3. Summer Strike (2022)
Drama ini sangat relevan bagi siapa pun yang pernah merasa lelah dengan karier. Mengisahkan seorang wanita yang memutuskan untuk melakukan “pemogokan hidup” dengan pindah ke desa kecil bernama Angok. Tanpa rencana dan hanya membawa satu ransel, ia menemukan cinta dan jati diri baru di tengah kesederhanaan hidup desa.

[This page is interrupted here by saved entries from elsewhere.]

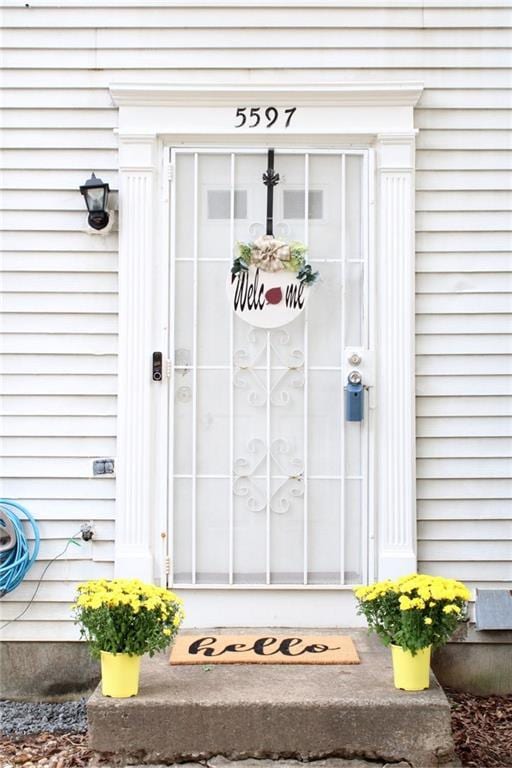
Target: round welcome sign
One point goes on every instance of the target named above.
(270, 282)
(267, 299)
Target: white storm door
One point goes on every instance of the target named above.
(268, 483)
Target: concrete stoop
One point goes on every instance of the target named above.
(302, 712)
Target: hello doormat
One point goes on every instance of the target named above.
(263, 649)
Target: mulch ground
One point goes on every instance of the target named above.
(482, 729)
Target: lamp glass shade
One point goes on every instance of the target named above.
(95, 193)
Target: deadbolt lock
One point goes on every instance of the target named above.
(355, 377)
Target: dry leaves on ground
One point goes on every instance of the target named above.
(46, 750)
(482, 729)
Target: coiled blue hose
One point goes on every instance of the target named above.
(16, 562)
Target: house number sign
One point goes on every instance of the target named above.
(251, 117)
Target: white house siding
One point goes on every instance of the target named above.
(59, 311)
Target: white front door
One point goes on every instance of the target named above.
(268, 481)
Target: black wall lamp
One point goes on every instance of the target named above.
(96, 198)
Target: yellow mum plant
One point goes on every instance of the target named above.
(413, 611)
(126, 616)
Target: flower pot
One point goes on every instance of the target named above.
(411, 673)
(119, 675)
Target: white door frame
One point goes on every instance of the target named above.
(151, 118)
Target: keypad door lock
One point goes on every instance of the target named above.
(354, 397)
(157, 366)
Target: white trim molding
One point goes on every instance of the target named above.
(395, 396)
(377, 115)
(325, 94)
(133, 556)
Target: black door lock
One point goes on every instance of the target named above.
(157, 366)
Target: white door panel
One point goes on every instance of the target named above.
(268, 482)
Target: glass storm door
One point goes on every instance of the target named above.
(267, 480)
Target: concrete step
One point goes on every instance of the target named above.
(306, 712)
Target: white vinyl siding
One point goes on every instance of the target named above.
(59, 311)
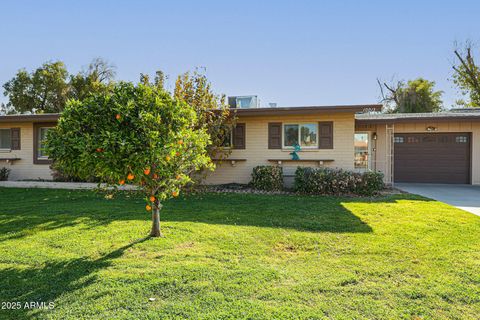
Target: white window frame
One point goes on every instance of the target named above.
(299, 134)
(7, 149)
(38, 143)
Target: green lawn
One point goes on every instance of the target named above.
(238, 257)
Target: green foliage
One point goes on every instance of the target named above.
(268, 178)
(337, 181)
(4, 173)
(133, 135)
(213, 112)
(97, 78)
(415, 96)
(47, 88)
(371, 183)
(466, 77)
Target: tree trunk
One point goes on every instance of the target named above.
(156, 221)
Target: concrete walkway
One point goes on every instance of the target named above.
(56, 185)
(465, 197)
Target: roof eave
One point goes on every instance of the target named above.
(306, 110)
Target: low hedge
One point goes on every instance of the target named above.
(337, 181)
(269, 178)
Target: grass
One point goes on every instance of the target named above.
(231, 256)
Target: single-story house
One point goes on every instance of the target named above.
(432, 148)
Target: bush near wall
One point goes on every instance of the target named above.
(337, 181)
(269, 178)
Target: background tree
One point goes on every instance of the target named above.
(47, 89)
(466, 76)
(135, 135)
(97, 77)
(412, 97)
(212, 110)
(43, 90)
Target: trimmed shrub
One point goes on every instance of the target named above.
(336, 181)
(59, 176)
(269, 178)
(4, 173)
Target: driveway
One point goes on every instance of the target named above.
(462, 196)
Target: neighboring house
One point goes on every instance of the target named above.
(434, 147)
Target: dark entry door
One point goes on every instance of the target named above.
(432, 157)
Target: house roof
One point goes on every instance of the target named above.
(307, 110)
(44, 117)
(452, 115)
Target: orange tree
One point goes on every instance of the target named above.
(136, 135)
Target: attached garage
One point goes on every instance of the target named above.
(432, 157)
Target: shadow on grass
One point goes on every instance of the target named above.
(51, 280)
(24, 211)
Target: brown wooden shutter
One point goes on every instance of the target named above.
(325, 135)
(239, 136)
(275, 135)
(15, 138)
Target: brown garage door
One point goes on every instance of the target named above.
(432, 157)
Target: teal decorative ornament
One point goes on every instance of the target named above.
(294, 154)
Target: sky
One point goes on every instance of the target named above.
(293, 53)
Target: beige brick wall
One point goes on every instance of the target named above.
(381, 160)
(24, 168)
(257, 152)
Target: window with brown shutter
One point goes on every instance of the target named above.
(239, 136)
(325, 135)
(15, 138)
(275, 135)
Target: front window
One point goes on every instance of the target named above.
(361, 151)
(225, 137)
(246, 102)
(5, 139)
(42, 136)
(304, 134)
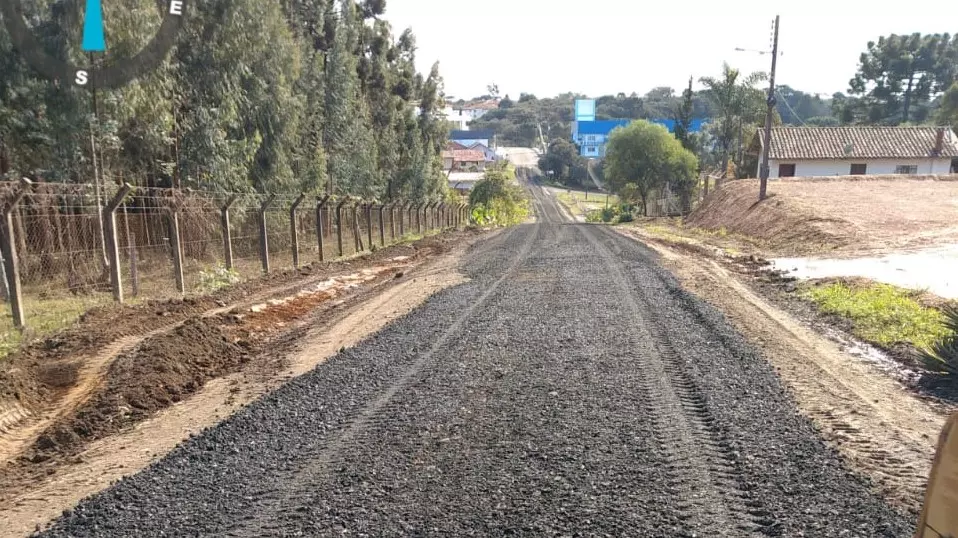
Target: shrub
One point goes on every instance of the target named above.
(217, 278)
(497, 201)
(942, 356)
(625, 216)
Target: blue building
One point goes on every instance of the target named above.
(591, 135)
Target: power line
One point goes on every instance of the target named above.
(790, 109)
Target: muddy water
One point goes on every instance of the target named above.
(935, 269)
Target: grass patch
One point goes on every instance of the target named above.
(882, 314)
(44, 318)
(576, 203)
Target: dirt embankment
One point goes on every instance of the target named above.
(842, 214)
(120, 365)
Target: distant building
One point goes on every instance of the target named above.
(863, 150)
(460, 115)
(591, 135)
(465, 160)
(486, 151)
(470, 138)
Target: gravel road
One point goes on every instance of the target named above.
(571, 388)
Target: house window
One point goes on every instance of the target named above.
(906, 169)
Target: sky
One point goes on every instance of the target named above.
(600, 47)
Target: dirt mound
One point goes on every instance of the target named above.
(780, 221)
(159, 372)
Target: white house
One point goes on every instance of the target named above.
(860, 150)
(461, 115)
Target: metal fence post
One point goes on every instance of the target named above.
(227, 233)
(339, 224)
(174, 216)
(112, 245)
(263, 235)
(293, 232)
(11, 264)
(382, 225)
(319, 226)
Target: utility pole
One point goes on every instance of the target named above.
(763, 171)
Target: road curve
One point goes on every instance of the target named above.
(571, 388)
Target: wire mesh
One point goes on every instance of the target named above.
(60, 239)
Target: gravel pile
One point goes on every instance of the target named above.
(571, 388)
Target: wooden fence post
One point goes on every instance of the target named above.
(112, 245)
(369, 224)
(263, 234)
(382, 225)
(392, 221)
(227, 233)
(11, 263)
(339, 224)
(357, 231)
(174, 216)
(293, 232)
(319, 226)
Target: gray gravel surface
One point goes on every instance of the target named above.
(571, 388)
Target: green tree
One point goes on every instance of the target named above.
(562, 159)
(737, 105)
(948, 111)
(643, 157)
(497, 199)
(683, 119)
(898, 75)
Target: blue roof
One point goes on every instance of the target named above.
(602, 127)
(670, 125)
(471, 135)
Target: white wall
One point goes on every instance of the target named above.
(832, 167)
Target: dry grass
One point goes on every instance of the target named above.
(804, 216)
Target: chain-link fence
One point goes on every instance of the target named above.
(68, 247)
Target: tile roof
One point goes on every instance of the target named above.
(471, 135)
(464, 155)
(798, 143)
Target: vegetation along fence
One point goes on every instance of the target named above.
(67, 247)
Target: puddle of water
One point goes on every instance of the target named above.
(872, 356)
(935, 270)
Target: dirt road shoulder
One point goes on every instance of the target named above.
(28, 503)
(882, 429)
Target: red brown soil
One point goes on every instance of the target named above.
(806, 216)
(156, 374)
(202, 342)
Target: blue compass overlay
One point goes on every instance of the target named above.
(93, 40)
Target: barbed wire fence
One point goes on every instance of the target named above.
(65, 249)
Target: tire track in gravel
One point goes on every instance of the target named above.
(316, 473)
(701, 468)
(585, 396)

4. Once Upon a Small Town (2022)
Drama yang ringan dan menggemaskan ini menceritakan tentang seorang dokter hewan dari Seoul yang terpaksa pindah ke Desa Huidong untuk mengelola klinik kakeknya. Perseteruannya dengan seorang polisi wanita lokal yang sangat dicintai warga desa berubah menjadi benih-benih cinta yang segar di tengah pemandangan kebun yang hijau.
5. Welcome to Samdal-ri (2023)
Drama ini mengangkat keindahan Pulau Jeju melalui kisah seorang fotografer sukses yang kembali ke kampung halamannya di Samdal-ri setelah kariernya hancur di Seoul. Reuni dengan teman masa kecilnya di tengah kearifan lokal para penyelam wanita (haenyeo) memberikan perspektif baru tentang arti kesuksesan dan keluarga.
Alasan Mengapa Tema Pedesaan Selalu Berhasil
Popularitas kelima drama ini bukan tanpa alasan. Para kritikus film menilai bahwa latar pedesaan memberikan ruang bagi karakter untuk berkembang secara emosional tanpa gangguan teknologi atau tekanan sosial yang berlebihan. Hal ini menciptakan rasa kedekatan bagi penonton yang juga merasakan penatnya rutinitas urban.
Selain itu, sinematografi yang menonjolkan estetika alam—mulai dari ladang padi yang menguning hingga deburan ombak pantai—memberikan efek terapi visual yang efektif menurunkan tingkat stres.
“Drama-drama ini tidak hanya menjual romansa, tapi menjual gaya hidup. Mereka mengingatkan kita bahwa tidak ada salahnya untuk berhenti sejenak dan menikmati hidup yang lebih pelan,” ujar salah seorang pengulas konten digital.